Federal Reserve Governor Philip Jefferson will succeed Lael Brainard as Fed vice chair, according to CNBC.

When I interviewed Jefferson 19 years ago for the Swarthmore College Bulletin, I did not anticipate he would rise from Associate Professor of Economics to Fed Vice Chair.

In rereading his 2004 remarks, he stood out among the Swarthmore faculty as being open to the idea of alumni pursuing careers in business — particularly entrepreneurship.

If he still believes what he said then, it could bode well for his policies as Fed Vice Chair.

Biden Nominates Jefferson For Vice Chair of the Federal Reserve Board Of Governors

President Joe Biden nominated Jefferson for the Vice Chair position — which must be confirmed by the Senate.

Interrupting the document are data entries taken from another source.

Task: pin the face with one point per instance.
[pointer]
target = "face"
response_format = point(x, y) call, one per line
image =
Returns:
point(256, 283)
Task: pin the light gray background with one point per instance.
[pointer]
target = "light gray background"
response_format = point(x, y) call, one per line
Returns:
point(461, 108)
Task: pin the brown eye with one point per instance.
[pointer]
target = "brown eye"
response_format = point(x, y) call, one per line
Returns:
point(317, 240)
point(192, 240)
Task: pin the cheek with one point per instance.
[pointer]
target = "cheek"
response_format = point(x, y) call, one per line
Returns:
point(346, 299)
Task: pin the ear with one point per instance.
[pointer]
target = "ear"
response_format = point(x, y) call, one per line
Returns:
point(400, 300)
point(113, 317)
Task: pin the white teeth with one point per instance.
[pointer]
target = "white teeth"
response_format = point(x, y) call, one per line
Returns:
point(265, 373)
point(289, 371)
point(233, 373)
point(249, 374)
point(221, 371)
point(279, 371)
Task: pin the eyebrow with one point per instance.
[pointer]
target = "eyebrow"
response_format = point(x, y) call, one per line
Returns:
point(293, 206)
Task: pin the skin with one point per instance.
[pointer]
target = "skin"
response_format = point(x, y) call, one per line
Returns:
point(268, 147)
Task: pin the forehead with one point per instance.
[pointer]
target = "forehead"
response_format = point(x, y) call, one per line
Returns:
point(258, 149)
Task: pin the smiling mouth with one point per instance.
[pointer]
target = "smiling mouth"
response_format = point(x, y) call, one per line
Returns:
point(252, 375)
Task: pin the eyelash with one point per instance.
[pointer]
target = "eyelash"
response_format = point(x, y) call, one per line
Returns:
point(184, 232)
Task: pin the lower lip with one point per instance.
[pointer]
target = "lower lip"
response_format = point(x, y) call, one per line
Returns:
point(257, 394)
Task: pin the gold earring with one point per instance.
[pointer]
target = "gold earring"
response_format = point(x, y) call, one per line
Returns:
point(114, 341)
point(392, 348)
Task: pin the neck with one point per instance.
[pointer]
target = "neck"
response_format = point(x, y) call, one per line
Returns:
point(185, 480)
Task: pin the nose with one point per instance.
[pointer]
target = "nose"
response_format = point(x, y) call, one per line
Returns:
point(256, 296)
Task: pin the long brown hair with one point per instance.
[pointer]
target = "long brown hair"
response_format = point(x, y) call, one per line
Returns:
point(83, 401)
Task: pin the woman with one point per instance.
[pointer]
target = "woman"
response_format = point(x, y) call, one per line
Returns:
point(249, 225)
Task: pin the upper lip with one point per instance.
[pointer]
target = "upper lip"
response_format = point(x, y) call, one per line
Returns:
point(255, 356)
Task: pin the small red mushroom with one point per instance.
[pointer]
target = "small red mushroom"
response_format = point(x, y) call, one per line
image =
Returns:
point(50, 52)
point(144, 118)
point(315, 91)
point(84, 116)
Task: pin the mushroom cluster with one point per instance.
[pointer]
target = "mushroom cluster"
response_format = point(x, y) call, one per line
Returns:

He was a professor and a dean before becoming a Fed Governor three years ago. According to CNBC, he was a professor of economics at Columbia University and Swarthmore as well as vice president for academic affairs and dean of faculty at Davidson College.”

Since the Senate confirmed him to the board in May 2022, he has been “relatively quiet on the policy front.” He recently remarked the Fed should not increase its 2% inflation target and was not “especially worried about the pace at which the economy is slowing,” CNBC noted.

In a statement, Biden — who also nominated Adriana Kugler for a vacant governor’s seat and Lisa Cook for another term as governor — said, “These nominees understand that this job is not a partisan one, but one that plays a critical role in pursuing maximum employment, maintaining price stability, and supervising many of our nation’s financial institutions.”

Why Jefferson Was Pro-Entrepreneurship In 2004

In 2004, Jefferson struck me as someone who felt that profit is not immoral if it is generated from solving a business problem.

As he told me, “Swarthmore’s purpose is to help students process new ideas. There is a natural realization that ideas are useful in a variety of situations, and there’s no reason to exclude business.”

Jefferson saw profit as the reward for students using the tools of economics to identify and solve business problems. “If a student says, ‘I’m interested in business,’ I don’t try to dissuade him or her. What are the problems in business? How will they solve them? If they develop solutions to these problems, there is no moral issue in making money,” he said.

He also viewed a Swarthmore education as a potential foundation for an entrepreneurial career. Jefferson explained that the college’s emphasis on independent thinking and risk taking was likely to be better preparation “for an entrepreneurial career than for a position in a Fortune 100 firm.”

Ultimately, he described entrepreneurship as seeing and filling a void — something that Swarthmore students were doing. “Students at Swarthmore are entrepreneurs without knowing it. They start a club; they protest a policy; they ask the faculty to make a change in the curriculum. These are all are seeing a need and filling a void,” Jefferson concluded.

Some day, perhaps Jefferson could succeed Jerome Powell as Fed Chair. If he does, entrepreneurs should celebrate.